Hospital supplier perspective
Hospital supplier Owens & Minor is approaching successful, aggressive IDNs with a variety of targeted offerings, such as integrated service centers, said Gavin Jeffs, operating vice president, international strategic sourcing. Like physician distributors, Owens & Minor is examining its ability to help its customers address SG&A costs. And regarding physician employment by hospital systems, “If the customer wants us to assist them in these models, we will. We want to follow the IDN.” And the IDN is following the patient, wherever he or she goes, including the outpatient setting. “Where the IDN has a holistic view of the patient,” Owens & Minor will try to accommodate it, said Jeffs.

Looking ahead, Owens & Minor foresees more consolidation among providers. Solo hospitals and systems will join larger systems, and physician groups will continue to seek employment and/or partnership with IDNs. As they do so, they will look to reduce the number of suppliers they deal with.

Trusted advisors
Physician supplier Henry Schein Medical is focused on the “C”s of the industry, starting with the C-suite, said President Dave McKinley. But there’s also the Centers for Medicare & Medicaid Services, chronic care prevention and wellness, clinical outcomes, comparative effectiveness, consolidation, etc. Two of the weightier C words are “change” and “customers.”

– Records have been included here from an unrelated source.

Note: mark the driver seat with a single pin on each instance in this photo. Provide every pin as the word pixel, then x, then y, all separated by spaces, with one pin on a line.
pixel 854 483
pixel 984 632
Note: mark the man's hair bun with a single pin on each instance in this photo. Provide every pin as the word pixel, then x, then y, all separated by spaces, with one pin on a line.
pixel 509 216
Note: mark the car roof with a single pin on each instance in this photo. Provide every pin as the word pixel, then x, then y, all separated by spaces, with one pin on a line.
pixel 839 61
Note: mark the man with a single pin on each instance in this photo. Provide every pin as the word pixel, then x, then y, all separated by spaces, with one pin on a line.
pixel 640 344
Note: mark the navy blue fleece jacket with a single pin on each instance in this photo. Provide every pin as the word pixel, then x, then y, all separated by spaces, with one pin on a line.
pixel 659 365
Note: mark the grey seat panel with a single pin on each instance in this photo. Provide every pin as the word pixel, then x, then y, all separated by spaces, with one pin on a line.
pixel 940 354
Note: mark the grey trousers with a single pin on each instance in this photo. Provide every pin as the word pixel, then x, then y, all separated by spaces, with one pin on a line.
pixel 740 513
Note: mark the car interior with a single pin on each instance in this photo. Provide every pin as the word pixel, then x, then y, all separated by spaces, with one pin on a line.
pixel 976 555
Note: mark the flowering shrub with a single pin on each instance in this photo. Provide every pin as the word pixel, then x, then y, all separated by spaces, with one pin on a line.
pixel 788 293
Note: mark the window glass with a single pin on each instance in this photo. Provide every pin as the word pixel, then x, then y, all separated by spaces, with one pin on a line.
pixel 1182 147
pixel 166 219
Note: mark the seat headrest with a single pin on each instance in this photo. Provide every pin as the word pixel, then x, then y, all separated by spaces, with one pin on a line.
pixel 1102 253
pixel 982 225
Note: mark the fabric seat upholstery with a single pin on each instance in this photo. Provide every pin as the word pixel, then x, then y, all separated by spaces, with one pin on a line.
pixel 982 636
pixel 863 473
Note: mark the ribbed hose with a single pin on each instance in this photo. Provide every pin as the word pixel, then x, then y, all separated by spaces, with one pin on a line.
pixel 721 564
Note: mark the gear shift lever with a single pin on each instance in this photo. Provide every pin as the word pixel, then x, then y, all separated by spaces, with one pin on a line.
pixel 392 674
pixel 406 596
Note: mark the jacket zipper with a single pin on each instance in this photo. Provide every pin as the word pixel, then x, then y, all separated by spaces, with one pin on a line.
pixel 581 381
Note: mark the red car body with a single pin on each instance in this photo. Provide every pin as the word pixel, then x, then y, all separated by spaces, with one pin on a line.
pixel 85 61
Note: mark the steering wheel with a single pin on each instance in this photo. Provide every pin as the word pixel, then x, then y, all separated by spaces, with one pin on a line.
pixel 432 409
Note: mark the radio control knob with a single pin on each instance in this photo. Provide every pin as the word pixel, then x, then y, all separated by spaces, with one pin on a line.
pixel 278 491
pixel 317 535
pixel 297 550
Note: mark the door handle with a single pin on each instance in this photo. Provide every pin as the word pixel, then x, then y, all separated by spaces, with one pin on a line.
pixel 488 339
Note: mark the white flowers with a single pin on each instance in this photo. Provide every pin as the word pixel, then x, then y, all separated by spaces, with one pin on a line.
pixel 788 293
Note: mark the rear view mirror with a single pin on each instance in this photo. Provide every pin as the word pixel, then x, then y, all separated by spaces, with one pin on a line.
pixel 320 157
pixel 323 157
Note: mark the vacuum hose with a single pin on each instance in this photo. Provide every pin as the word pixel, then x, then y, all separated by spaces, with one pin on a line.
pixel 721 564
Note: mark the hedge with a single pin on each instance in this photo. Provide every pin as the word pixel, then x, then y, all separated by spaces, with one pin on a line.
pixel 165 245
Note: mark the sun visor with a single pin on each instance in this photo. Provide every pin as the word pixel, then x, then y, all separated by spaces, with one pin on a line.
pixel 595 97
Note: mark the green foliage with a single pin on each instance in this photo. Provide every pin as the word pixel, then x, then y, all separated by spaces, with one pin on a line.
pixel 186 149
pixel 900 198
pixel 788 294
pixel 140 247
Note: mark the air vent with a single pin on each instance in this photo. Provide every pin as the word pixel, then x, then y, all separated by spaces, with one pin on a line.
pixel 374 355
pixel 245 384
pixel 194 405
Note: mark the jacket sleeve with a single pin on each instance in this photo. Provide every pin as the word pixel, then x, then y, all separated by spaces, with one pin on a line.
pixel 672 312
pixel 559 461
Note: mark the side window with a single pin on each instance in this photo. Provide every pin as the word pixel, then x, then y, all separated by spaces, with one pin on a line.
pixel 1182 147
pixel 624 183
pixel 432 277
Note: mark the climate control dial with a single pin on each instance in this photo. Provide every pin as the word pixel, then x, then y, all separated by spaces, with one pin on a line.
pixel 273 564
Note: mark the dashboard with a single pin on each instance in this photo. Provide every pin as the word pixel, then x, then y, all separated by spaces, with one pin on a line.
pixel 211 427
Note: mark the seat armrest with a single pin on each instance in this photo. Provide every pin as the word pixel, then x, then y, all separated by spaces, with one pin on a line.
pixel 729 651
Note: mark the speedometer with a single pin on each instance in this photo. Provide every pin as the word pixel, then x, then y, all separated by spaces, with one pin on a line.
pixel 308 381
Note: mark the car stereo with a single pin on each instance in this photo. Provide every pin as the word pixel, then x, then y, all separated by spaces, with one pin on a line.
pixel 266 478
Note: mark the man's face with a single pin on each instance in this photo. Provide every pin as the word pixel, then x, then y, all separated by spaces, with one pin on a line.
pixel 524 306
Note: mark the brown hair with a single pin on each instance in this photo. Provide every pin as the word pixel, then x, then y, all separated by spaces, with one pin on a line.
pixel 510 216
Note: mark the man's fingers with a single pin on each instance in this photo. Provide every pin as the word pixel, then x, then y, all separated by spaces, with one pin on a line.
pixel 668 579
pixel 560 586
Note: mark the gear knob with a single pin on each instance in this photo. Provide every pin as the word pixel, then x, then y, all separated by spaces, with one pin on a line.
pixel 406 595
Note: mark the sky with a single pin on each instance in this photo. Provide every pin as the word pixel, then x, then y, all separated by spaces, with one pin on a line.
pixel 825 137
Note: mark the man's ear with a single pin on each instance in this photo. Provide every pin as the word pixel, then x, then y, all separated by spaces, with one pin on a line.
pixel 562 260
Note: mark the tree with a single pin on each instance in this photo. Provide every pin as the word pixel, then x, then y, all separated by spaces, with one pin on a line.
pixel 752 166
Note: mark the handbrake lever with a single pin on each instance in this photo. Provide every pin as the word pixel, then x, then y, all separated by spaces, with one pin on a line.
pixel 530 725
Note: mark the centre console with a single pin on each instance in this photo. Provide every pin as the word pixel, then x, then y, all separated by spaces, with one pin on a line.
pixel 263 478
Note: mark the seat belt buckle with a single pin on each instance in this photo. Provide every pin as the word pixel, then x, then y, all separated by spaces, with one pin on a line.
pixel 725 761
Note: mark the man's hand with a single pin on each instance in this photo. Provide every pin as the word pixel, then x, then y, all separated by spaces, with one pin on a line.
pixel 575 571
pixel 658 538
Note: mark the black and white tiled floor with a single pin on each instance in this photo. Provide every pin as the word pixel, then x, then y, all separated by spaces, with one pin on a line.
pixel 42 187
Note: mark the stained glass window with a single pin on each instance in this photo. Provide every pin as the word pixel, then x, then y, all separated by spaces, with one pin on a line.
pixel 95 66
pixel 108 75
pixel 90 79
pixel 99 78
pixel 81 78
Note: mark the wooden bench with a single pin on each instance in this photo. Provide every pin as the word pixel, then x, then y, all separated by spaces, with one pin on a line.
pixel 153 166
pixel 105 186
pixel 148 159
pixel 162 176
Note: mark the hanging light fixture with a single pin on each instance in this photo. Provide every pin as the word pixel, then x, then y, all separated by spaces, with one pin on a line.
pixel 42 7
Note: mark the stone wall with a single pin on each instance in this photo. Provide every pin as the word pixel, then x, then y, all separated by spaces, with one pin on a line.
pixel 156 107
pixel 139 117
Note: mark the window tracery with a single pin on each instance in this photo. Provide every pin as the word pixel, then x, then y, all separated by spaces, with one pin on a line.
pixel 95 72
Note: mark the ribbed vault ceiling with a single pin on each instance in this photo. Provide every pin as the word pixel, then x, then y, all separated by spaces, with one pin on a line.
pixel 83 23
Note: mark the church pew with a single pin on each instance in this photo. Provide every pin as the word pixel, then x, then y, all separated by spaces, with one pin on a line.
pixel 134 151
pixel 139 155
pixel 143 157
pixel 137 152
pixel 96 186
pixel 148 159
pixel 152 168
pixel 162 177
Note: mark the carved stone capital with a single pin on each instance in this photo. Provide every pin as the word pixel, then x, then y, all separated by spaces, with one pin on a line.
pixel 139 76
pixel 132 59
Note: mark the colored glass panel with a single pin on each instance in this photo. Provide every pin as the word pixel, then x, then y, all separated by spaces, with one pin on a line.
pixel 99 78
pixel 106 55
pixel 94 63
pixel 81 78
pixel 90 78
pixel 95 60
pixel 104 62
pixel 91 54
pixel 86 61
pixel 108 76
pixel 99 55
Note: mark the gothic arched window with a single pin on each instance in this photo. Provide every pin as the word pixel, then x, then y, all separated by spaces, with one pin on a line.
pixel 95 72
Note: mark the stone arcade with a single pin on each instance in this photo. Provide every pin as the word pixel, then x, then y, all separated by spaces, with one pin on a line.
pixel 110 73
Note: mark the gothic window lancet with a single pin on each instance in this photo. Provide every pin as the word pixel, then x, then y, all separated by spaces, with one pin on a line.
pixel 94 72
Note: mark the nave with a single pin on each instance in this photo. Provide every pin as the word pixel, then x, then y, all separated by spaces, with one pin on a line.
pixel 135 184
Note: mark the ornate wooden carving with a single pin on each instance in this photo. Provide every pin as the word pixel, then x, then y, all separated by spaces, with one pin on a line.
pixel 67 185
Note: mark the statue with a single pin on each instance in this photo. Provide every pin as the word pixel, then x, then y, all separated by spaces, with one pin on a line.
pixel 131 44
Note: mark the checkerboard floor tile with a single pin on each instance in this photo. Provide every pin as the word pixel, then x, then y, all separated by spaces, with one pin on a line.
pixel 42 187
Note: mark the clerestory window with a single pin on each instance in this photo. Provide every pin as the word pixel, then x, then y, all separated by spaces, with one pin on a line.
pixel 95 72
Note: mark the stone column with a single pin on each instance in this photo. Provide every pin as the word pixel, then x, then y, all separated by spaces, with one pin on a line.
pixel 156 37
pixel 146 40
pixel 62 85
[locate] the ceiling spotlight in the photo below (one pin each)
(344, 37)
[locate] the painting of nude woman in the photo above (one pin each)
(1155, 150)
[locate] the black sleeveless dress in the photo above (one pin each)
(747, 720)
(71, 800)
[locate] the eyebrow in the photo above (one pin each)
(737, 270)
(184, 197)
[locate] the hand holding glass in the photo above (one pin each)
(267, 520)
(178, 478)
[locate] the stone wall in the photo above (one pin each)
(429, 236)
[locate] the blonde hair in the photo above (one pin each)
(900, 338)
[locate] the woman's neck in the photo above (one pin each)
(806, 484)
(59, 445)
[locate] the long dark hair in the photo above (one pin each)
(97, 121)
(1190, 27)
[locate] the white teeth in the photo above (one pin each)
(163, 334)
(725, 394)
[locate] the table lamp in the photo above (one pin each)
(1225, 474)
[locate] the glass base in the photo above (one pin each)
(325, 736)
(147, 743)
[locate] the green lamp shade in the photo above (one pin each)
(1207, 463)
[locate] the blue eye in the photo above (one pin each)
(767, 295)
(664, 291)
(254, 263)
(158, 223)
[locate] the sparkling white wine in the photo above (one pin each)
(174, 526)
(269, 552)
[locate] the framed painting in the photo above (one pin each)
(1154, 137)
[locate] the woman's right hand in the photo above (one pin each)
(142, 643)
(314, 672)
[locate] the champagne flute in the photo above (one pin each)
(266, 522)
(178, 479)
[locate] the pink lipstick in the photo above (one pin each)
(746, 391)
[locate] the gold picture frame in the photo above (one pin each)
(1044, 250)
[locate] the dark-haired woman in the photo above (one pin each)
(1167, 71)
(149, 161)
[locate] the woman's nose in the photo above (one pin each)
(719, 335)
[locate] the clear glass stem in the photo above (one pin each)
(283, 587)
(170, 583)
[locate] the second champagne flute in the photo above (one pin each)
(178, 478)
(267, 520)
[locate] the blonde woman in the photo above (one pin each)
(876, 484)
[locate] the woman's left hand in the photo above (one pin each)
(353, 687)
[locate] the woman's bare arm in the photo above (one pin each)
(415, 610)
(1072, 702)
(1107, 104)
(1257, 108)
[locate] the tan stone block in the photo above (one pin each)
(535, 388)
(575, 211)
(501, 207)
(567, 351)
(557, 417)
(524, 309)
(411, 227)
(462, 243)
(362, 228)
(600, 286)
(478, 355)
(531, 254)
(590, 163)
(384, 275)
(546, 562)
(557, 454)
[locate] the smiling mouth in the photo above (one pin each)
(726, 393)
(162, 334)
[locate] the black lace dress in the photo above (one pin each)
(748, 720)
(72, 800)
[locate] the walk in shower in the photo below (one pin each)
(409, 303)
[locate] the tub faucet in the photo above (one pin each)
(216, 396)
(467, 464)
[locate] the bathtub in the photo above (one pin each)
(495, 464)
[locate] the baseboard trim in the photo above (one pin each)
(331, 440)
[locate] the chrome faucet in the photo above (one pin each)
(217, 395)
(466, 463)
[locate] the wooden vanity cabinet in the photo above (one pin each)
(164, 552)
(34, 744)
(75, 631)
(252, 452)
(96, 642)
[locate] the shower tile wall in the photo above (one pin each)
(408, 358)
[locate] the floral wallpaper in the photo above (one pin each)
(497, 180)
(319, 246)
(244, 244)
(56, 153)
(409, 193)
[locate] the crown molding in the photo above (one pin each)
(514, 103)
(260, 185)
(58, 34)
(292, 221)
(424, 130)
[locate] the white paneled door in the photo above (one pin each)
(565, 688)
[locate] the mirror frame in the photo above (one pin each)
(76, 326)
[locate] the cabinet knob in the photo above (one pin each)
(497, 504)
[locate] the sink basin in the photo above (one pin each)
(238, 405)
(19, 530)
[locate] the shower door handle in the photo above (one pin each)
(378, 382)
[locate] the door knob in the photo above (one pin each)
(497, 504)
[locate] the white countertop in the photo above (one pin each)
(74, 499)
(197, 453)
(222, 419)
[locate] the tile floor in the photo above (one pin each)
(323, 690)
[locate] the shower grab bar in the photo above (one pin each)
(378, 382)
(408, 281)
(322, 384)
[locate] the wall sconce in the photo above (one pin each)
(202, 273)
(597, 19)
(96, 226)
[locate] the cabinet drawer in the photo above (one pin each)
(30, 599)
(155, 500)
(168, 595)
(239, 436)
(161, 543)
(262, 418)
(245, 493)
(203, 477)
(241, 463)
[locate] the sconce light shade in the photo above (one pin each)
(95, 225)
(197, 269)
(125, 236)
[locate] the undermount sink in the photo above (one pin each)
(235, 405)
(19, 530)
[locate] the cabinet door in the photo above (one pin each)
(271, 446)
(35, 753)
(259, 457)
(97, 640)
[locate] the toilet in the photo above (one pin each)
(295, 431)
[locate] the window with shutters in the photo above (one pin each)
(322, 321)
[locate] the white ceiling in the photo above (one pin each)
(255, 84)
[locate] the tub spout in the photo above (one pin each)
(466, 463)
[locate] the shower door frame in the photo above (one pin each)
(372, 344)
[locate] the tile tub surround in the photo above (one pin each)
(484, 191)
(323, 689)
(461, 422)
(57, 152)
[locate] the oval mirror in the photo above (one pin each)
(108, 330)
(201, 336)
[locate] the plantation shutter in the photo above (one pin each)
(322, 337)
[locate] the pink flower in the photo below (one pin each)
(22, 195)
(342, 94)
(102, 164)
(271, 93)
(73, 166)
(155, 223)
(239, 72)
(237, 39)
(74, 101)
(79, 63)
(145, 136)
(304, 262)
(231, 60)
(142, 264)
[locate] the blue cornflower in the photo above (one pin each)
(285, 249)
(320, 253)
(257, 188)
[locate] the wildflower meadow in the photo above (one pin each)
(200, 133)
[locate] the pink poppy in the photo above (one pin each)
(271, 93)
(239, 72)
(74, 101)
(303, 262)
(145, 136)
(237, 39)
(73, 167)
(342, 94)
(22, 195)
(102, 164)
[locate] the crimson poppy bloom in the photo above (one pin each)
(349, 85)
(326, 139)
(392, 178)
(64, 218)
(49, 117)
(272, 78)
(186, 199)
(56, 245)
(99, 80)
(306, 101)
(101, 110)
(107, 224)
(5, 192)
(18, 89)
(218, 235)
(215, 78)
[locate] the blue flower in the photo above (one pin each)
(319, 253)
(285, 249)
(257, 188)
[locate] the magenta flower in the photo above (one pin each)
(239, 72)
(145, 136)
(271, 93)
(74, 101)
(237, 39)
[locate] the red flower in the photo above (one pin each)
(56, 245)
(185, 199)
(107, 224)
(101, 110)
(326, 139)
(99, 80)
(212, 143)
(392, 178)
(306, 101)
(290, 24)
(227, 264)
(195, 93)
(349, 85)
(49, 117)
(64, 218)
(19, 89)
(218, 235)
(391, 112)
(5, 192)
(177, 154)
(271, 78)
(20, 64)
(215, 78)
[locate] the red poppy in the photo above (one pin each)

“Our customers are changing,” said McKinley. The decision-makers in physician practices are becoming more business-oriented, forcing distributors to approach them in a new way. “We have to follow our customers,” he said. Those customers are leading the distributor to new places, such as larger group practices, community health centers and IDNs. At the same time, patients are receiving more care at home. Henry Schein – and society at large – has to figure out how to address the chronic diseases and conditions that affect a large portion of the population.

All of these big-picture trends are affecting sales reps, said McKinley. Today, Schein’s customers are making more strategic buying decisions, he said. “We’re looking for a long-term institutional relationship.”

Look for Henry Schein to continue to practice a “customer-centric” rather than “product-centric” approach to the market, particularly as physician practices become more business-oriented, said McKinley. “We think we can help our customers run better practices if they allow us to get closer to them. We want to bring more to our customers to allow them to find ways to increase revenues and lower costs. How can we help them communicate with their customer base as well as other physicians?”

Henry Schein is specializing its sales force in order to address different segments of the market. The specialty sales force continues to focus on those segments that probably will remain independent of hospitals for the foreseeable future, such as dermatology, ENT and sports medicine. As a result of all these changes, selling has become much more of a team effort, McKinley said. That reflects what’s happening among its customers, he pointed out.

And, like its customers and society at large, Henry Schein takes prevention and wellness very seriously, said McKinley. For example, its “Health Home®: Solutions for Coordinating Prevention and Wellness” program combines the company’s medical and oral health offerings to community health care centers, including supplies and equipment, electronic health care records software, health center design and planning; and 340B drug pricing, diagnostic, and influenza vaccine programs.

“We’re repositioning our company to be a network of trusted advisors. We can bring a lot of expertise to our customers.”